The manager of the University Supermarket in Columbia stands behind the counter selling alcohol and cigarettes to customers. Ramzi Mefrakes (Mee-FRA-case) thinks he knows what will happen to his business if state increases fees on alcohol.

Mefrakes says, "Our prices will rise as a result of the tax, but people will pay it."

He compares the fee on alcohol to the previous increases in taxes for tobacco; if people want it, they will buy it no matter what the price is.

Mike Schilling is one of the sponsors of a bill that would increase alcohol fees. He says, "I am a recovering alcoholic. I've walked the walk and have a strong passion toward helping mitigate the huge social and economic damage created by alcohol and abusive drinking."

House Bill 1123 would increase the cost of selling wine from thirty to fifty cents a gallon and from two-dollars a gallon to three-dollars for selling liquor.

The revenue from the fees would go to the Missouri Department of Mental Health to prevent alcohol abuse.

Mefrakes says, "Alcoholic's problems should not be imposed on everyone else." He believes that if legislators are going to make Missourians pay for some of the harm alcohol does, then they should forbid alcohol period.

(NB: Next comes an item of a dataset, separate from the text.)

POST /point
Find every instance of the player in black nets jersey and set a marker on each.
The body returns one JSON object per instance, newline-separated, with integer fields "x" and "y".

The sponsors of the bill, State Representatives Mike Schilling and Joan Bray, disagree.

Bray, a St. Louis Democrat, says, "I think people who drink alcohol can afford to pay a penny to help compensate for some of the damage alcohol does to our society."

The bill would set up the Alcohol Abuse and Dependence Prevention and Rehabilitation Fund.

Schilling, a Springfield Democrat, believes the state should help those affected by alcohol dependence by paying a little more to purchase alcohol.

"The need for more money to keep addiction and abusive drinking in check in Missouri is what prompted this bill."

Schilling says $20 million would be raised annually to combat illnesses associated with alcohol and twice as many people could be treated for these illnesses.

The Distilled Spirits Council of the United States (DISCUS) says that liquor tax increases are not reliable social policy. They say that research shows raising costs for selling alcohol does not curb alcohol abuse problems.